Spanish Premier Adolfo Suarez's first official visit to the Basque region, which ended today, proved eventful. When he appeared on a main television news show, his voice was bleeped out for a communique read on behalf of Marxist separatists. A widespread municipal strike protested his presence and he was kept waiting for an appointment when a leading Communist politician found himself temporarily kidnapped.

The much-intense political terrorism -- 109 political killings this year -- was marked by massive security precautions, tense relations with Basque politicians and a general public indifference.

Winding up his 2 1/2-day visit with a press conference in San Sebastian, Premier Suarez vowed that the Basque separatist organization ETA "will be eradicated." He expressed hope that outstanding disputes between his government and the region's ruling Basque Nationalist Party over the transfer of powers to the region would be settled before Christmas.

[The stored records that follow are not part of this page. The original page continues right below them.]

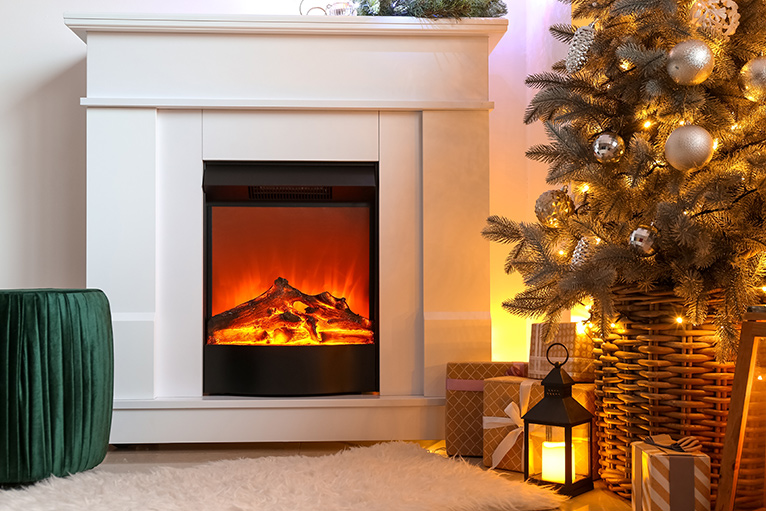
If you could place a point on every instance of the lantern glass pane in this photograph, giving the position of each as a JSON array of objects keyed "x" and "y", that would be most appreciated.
[
  {"x": 581, "y": 451},
  {"x": 547, "y": 450}
]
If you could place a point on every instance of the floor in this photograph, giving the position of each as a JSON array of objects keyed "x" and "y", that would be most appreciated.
[{"x": 145, "y": 457}]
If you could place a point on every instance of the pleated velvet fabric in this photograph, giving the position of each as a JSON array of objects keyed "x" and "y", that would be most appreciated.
[{"x": 56, "y": 381}]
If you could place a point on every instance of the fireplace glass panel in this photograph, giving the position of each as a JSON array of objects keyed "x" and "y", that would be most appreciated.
[{"x": 291, "y": 279}]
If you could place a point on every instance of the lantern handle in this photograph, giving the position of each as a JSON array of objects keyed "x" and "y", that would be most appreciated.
[{"x": 548, "y": 351}]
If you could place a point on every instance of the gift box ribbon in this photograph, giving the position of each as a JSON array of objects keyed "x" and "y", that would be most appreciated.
[
  {"x": 514, "y": 413},
  {"x": 668, "y": 480}
]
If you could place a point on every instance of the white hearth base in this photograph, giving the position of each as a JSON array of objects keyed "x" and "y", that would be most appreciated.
[
  {"x": 168, "y": 93},
  {"x": 232, "y": 419}
]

ETA, responsible for the vast majority of the killings this year, had been expected to stage a major terrorist attack during the visit. But the Marxist organization, which seeks to set up an independent Basque state, opted for sophisticated propaganda. It contrived to silence the news film of Suarez, superimposing the 15-minute diatribe attacking the Spanish "occupation" of Basque country.

More than 100 Basque nationalist mayors of small towns had ordered municipal council activity to cease during the trip to protest the alleged reluctance of the Madrid government to transfer key administrative powers.

The climate of violence was reinforced when gunmen held local Communist Roberto Lertxundi two hours as he was en route for talks with Suarez.